SysMoBench: Evaluating AI on Formally Modeling Complex Real-World Systems, by authors from Nanjing University, Microsoft Research Asia, University of British Columbia, and University of Illinois Urbana-Champaign. (Disclosure: I’ve collaborated with two of the authors from UBC, Finn Hackett and Ivan Beschastnikh.) This is a useful and thought-provoking test of LLMs’ ability to write TLA+ specs of existing code. My summary and thoughts are below. See Murat’s summary as well.

The Paper #

Can LLMs write formal specifications of real software systems? Not toy examples or textbook algorithms, but actual distributed and concurrent systems? The authors built a benchmark called SysMoBench to find out. They take eleven real-world system codebases—e.g. the Raft consensus implementation in etcd, leader election in ZooKeeper, a spinlock in the Asterinas operating system—and ask AI agents to produce a TLA+ spec of each.

The benchmark evaluates AI-generated TLA+ specs on four increasingly strict levels:

  1. Does it compile? Is the TLA+ syntactically valid?
  2. Does it run? Can the TLC model checker execute it without errors?
  3. Does the code conform to the spec? When you run the actual system and record traces of its behavior, does the model accept those traces?
  4. Does it satisfy correctness properties? Do the safety and liveness invariants hold?

This is exciting. As we’re all learning, coding agents work best when they’re put in loops with test oracles or performance evaluations. DataDog’s very impressive harness-first engineering articles are the latest example. And people like me (distributed systems and formal methods nerds) would love to auto-extract formal specs from existing code. So here we have a harness for guiding an agent toward a good spec.
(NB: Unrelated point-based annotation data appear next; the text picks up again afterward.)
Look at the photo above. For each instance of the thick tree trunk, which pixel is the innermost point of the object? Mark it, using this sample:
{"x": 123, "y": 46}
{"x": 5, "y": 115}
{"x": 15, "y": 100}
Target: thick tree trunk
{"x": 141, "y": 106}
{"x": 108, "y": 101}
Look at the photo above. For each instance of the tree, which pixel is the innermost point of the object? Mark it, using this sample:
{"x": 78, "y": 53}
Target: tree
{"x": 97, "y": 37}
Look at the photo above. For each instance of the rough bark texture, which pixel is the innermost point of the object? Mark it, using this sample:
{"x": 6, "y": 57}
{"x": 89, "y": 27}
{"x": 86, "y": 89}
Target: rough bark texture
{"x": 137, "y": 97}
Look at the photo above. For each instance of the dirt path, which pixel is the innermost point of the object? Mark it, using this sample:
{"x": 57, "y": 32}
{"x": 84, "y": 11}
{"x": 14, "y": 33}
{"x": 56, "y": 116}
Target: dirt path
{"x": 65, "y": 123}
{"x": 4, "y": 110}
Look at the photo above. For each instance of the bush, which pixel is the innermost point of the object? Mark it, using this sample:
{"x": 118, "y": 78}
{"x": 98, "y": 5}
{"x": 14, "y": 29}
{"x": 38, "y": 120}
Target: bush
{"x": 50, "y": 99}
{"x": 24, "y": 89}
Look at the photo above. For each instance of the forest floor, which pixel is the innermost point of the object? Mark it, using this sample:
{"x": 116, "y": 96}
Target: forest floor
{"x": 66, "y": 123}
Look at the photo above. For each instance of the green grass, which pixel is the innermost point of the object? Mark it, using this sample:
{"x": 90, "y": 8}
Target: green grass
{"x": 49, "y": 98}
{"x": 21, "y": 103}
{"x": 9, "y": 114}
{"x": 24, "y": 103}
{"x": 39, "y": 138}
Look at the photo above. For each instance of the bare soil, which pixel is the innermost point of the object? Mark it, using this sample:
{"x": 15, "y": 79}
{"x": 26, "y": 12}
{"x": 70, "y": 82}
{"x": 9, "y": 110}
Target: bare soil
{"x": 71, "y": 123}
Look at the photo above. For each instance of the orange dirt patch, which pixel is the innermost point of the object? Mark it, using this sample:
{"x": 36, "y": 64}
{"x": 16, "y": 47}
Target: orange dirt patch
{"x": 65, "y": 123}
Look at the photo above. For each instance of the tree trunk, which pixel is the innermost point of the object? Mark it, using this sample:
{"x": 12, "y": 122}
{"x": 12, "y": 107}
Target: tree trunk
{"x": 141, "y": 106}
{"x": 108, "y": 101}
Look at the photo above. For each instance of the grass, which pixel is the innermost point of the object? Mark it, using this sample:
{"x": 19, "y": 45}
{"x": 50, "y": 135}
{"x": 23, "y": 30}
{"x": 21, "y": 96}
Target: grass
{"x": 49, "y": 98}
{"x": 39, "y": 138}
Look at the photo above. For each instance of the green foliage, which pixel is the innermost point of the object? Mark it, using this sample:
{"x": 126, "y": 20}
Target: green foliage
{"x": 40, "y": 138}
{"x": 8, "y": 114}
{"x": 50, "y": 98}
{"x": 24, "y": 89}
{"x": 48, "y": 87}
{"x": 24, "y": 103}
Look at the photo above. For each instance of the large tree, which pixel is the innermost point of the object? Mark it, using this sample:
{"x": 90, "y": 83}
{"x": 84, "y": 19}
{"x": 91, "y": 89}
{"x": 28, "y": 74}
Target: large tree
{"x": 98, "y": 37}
The benchmark tests three agent strategies for producing the spec, each with different inputs:

The Basic Modeling Agent gets the most help. It receives the source code and a detailed task definition that spells out exactly which actions to model and which to skip. Here’s the human-written prompt for etcd Raft:

TLA+ Model Generation Prompt

You are an expert in formal verification and TLA+ models with
deep expertise in concurrent and distributed systems,
particularly etcd and Raft consensus.

Convert the following source code to a comprehensive TLA+
model.

System:  etcd distributed key-value store

<SOURCE CODE INSERTED HERE>

System-specific modeling requirements:

MANDATORY CORE ACTIONS (must include all):
1.  [Message Types] MsgHup (election timeout),
    MsgVote/MsgVoteResp (voting), MsgApp/MsgAppResp (log
    replication)
2.  [Node States] Four states:  StateFollower, StateCandidate,
    StateLeader, StatePreCandidate (prevote enabled)
3.  [Leader Election] Complete prevote + vote phases:
    PreCandidate → Candidate → Leader transitions
4.  [Log Operations] Log entry appending, consistency checks,
    commitment with majority quorum
5.  [Heartbeat/Timeout] Election timeouts triggering campaigns,
    heartbeat prevention of elections
6.  [Client Proposals] MsgProp message handling and log entry
    creation by leaders

EXPLICITLY EXCLUDED (do not model):
- Configuration changes and joint consensus (ConfChange
  messages)
- Log compaction and snapshots (MsgSnap)
- ReadIndex optimizations (MsgReadIndex)
- Async storage operations (LocalAppendThread,
  LocalApplyThread)
- Advanced flow control and progress tracking details

REQUIRED BEHAVIORAL SCOPE:
- Prevote phase (StatePreCandidate) must be modeled as it's
  enabled by default in etcd
- State transition constraints:  Follower → PreCandidate →
  Candidate → Leader (strict transitions)
- Message processing by state:  only valid message types
  handled in each node state
- Term advancement rules:  nodes advance term when receiving
  messages with higher term
- Voting restrictions: one vote per term, term must be current
  or newer
- Heartbeat mechanism: leaders send heartbeats, followers reset
  election timeout on receipt
- Log consistency checks:  prevLogIndex/prevLogTerm validation
  in MsgApp processing
- Majority-based leader election and log commitment
- Basic network message delays and losses

Generate a TLA+ model that accurately models the system's behavior.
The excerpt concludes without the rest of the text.